VOIVOD

Target Earth

Century Media
rating icon 8 / 10

Track listing:

01. Target Earth
02. Kluskap O'Kom
03. Empathy for the Enemy
04. Mechanical Mind
05. Warchaic
06. Resistance
07. Kaleidos
08. Corps Etranger
09. Artefact
10. Defiance


Four years have passed since VOIVOD's last album, "Infini", and seven since the tragic demise of guitarist Denis "Piggy" D'Amour, but the Canadian progressive metal institution clearly has no plans of calling it a career.

No strangers to adversity, of course, the band has endured numerous lineup changes over the years (though, admittedly, none as traumatizing as Piggy's demise),so while it clearly took them a little longer to regroup and move ahead via 2013's eagerly anticipated "Target Earth", one can say, in retrospect, that another VOIVOD album was as inevitable as an inbound, civilization-wiping mega-asteroid.

That's right. You heard it here first: killer asteroids. Now where were we? Oh yes?

For this, VOIVOD's thirteenth studio album, ever present drummer Michel "Away" Langevin and long reinstated vocalist Denis "Snake" Belanger managed the coup of dragging founding bassist, Jean-Yves "Blacky" Theriault out of retirement (replacing the headline grabbing, but creatively ineffectual Jason Newsted),making it three-out-of-four original VOIVOD-ers - the better to facilitate new guitarist Daniel "Chewy" Mongrain's unenviable task of filling Piggy's space boots. To his credit, Mongrain blends right in, and so too does "Target Earth" blend in with numerous portions of VOIVOD's itinerant musical past, arguably making it the band's first truly "regressive" - not "progressive" - album, and, as such, likely good news for the band's oldest fans.

Well, not the oldest, since virtually none of its songs recall even traces of the wanton savagery that defined VOIVOD's first three, avant-thrash efforts (maybe the biting riffs of "Corps Etranger", the tribal drums of "Warchaic"); but rather their subsequent 'golden period,' beginning with 1988's "Dimension Hatross", culminating with the universally acclaimed "Nothingface" and universally debated "Angel Rat" (a brilliant, if divisive, musical adventure),and fading with '93's fatigued, uneven "The Outer Limits".

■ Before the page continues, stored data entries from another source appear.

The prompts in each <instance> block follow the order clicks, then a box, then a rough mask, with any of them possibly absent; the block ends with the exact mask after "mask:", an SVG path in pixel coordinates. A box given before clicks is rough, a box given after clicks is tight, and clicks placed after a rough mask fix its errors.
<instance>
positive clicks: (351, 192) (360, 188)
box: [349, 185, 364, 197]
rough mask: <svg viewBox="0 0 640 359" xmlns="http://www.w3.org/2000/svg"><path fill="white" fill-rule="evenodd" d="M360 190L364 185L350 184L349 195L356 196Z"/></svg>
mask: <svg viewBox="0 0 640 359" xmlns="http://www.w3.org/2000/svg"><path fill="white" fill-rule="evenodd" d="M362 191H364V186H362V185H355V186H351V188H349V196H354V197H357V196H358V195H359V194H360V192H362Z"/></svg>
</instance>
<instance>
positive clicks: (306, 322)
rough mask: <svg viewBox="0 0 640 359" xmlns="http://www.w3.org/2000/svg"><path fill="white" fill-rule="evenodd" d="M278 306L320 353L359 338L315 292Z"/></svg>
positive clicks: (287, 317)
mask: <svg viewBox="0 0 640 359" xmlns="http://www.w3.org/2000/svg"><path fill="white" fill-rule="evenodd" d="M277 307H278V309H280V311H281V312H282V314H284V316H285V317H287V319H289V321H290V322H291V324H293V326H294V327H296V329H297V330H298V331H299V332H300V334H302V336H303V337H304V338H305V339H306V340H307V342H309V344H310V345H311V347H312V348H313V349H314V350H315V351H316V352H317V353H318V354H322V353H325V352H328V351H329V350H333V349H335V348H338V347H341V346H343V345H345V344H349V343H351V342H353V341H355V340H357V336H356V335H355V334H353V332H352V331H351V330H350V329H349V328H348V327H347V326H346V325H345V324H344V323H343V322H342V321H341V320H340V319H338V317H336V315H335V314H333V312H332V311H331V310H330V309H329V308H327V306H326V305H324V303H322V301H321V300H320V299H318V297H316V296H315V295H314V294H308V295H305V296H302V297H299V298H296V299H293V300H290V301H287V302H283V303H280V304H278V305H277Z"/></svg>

As a result, the more linear portions of the title track and "Resistance" might momentarily recall "Angel Rat", but the vast majority of these cuts - including world-beating standouts "Empathy for the Enemy" and "Mechanical Mind" - drink directly from the stimulating "Nothingface" wellspring: weaving deeper textures and unexpected riff and tempo changes into their notably expanded lengths (yes, most songs here notably average six or seven minutes).

As always, this particular course of songwriting action won't please all VOIVOD fans - how could it? - but for an album facing such high stakes in the wake of the band's often turbulent and more recently tragic history, the only verdict one can render weighs heavily in the Canuck quartet's favor. With so many decades-old metal bands beating dead horses out there, instead of retiring with dignity, it's truly refreshing to see VOIVOD forging onwards with dignity and creativity largely intact, whether progressing or regressing in progressive fashion.